From our initial survey and participant interviews with DMA participants, we discovered girls often associated technology use in school with testing, gaming, or, at most, text consumption rather than any active creativity or design thinking associated with text creation. When asked in interviews about technology use in schools, girls often referenced "computer class," where the main objective was to use computer programs to complement curricular learning (e.g., "Cool Math"), not to engage in media creation. Further, our initial survey results indicated that, while the majority of girls at DMA had watched videos online, only two reported making their own videos. Yet every participant indicated a desire to make videos during camp. It was this fuller participation in digital spaces that DMA sought to encourage.

To help girls imagine themselves as active producers and participants in digital spaces, we turned to the scholarship of Gee (2004) and Selber (2004) as theoretical frameworks. First, we used Gee's projective identities as the trajectory for how we hoped girls would participate in digital design. Gee (2004) characterized projective identities in two parts: as acts of projecting values and desires, and of seeing these projections as projects in the making (p. 112). The goal is for learners to see these acts "as their own project in the making—an identity they take on that entails a certain trajectory through time defined by their own values, desires, choices, and goals" (Gee, 2004, p. 114). For DMA, we hoped that girls would imagine future identities as capable, confident creators in and through digital projects. To trace these identities in the making, we used Selber's (2004) framework from Multiliteracies for a Digital Age.

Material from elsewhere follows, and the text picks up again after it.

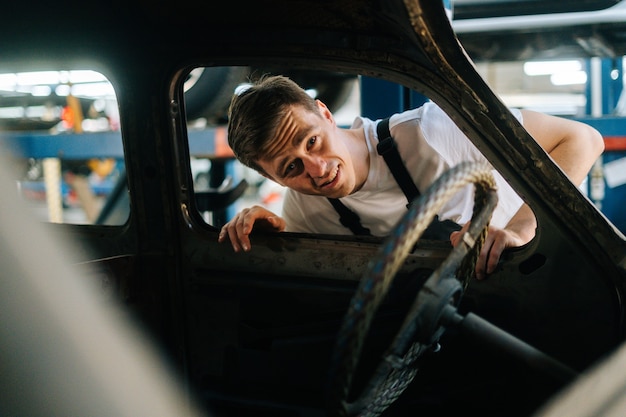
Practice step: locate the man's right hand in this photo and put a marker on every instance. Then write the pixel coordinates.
(239, 228)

Based on Selber's categories, we developed three objectives for girls: to be users (functional literacy), questioners (critical literacy), and producers (rhetorical literacy) of digital media. We hoped that, through play and collaboration, girls would participate in Purdy's (2014) approaches to design thinking: not only in analysis but also in synthesis, designing their futures in and through digital texts that might "shape the future and motivate the ways in which we (learn to) represent and communicate" (p. 626).